Thursday, January 22, 2015

What's the Point?

             This is part 5 of a series. Part 1 can be found here.
  Most of this series has been spent discussing the problem with today’s society. There is no true love to be found there. People are broken and longing for more. Society continually tries to offer them more. This more doesn’t work, and inevitably, those people end up falling flat on their faces, worse off than they were at the beginning when they had found the longing. They try to turn to what society tells them God is, this nice fuzzy feeling that they can turn to when they’ve had a bad day. This feeling leaves them just as empty as everything else society has turned them towards, and these people, longing for love, turn themselves away from the one thing that can heal them, the one thing that actually works.

                God is Love. 1 John 4:8. God is Love. If we can so easily see that this gaping hole is pretty universal, and can so easily see that nothing on earth is capable of filling this hole, then we must turn to something beyond earth. This longing is greater than anything on earth. This longing goes much deeper. For it to be greater than anything that can be satisfied with human emotion, it must come from something greater than humans. I would posit it comes from God (and for you disgruntled folks out there, please, let me just go with this one uncontested. I can make that the subject of a future post).
                This hole is intentionally placed in our hearts by God. Why? This is something that Catholics are just as bad at teaching as everyone else these days. However, it didn’t used to be the case. The Baltimore Catechism did the best job of teaching this to children of any book I have ever seen. It was used from 1885 to the 1960s, depending on where you were. If your grandparents grew up Catholic, they’ll be able to tell you that I’m paraphrasing this next bit. And then probably be able to give you the word for word version.

                The Baltimore Catechism opens up with a very simple-sounding question. Who made us? God. Simple, right?

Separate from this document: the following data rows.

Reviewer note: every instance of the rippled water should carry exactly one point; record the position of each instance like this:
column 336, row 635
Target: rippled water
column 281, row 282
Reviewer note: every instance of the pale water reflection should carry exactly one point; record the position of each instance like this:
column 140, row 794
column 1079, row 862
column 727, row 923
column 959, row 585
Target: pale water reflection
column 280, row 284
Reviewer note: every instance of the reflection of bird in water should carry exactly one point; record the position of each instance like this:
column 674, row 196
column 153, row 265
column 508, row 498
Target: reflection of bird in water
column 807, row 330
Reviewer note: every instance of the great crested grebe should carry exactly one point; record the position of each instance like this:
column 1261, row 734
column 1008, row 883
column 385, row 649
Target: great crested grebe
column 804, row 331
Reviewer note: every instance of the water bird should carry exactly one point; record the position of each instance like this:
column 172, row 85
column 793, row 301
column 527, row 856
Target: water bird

Well, here comes the next question (actually number 3). Why did God make us? To know, love, and serve Him in this life and to be with Him in the next.
                Woah. Let’s take a step back here. This is a book used to teach elementary school children. The third question they learn? Why we are here. What the world is for. What the meaning of all this is. Countless movies have been made to try to answer that question (and for a review of some of those movies, check out the blog of a good friend of mine here). So many people have fallen into despair, thinking there is no purpose to anything. “Vanity of vanities, all things are vanity,” as the saying goes. There has been a small explosion of people trying to provide answers to this question, and all ultimately boil down to unsatisfying maxims about how each person defines life for themselves. We've seen where that answer puts us. But fifty years ago, every fifth-grade child in a Catholic school knew the answer to this question.
NOTE: I'm not advocating this. This doesn't answer anything.


                Do you realize what this means? To a Catholic, life should have a meaning. It should have a purpose. There should be some sort of goal in mind. What’s the goal? To be with God for eternity in heaven. What should we be doing with our lives now? Getting to know God, beginning to love Him, and doing what we can to serve Him. But what does that begin to look like? That will be the subject of the fifth post in this series.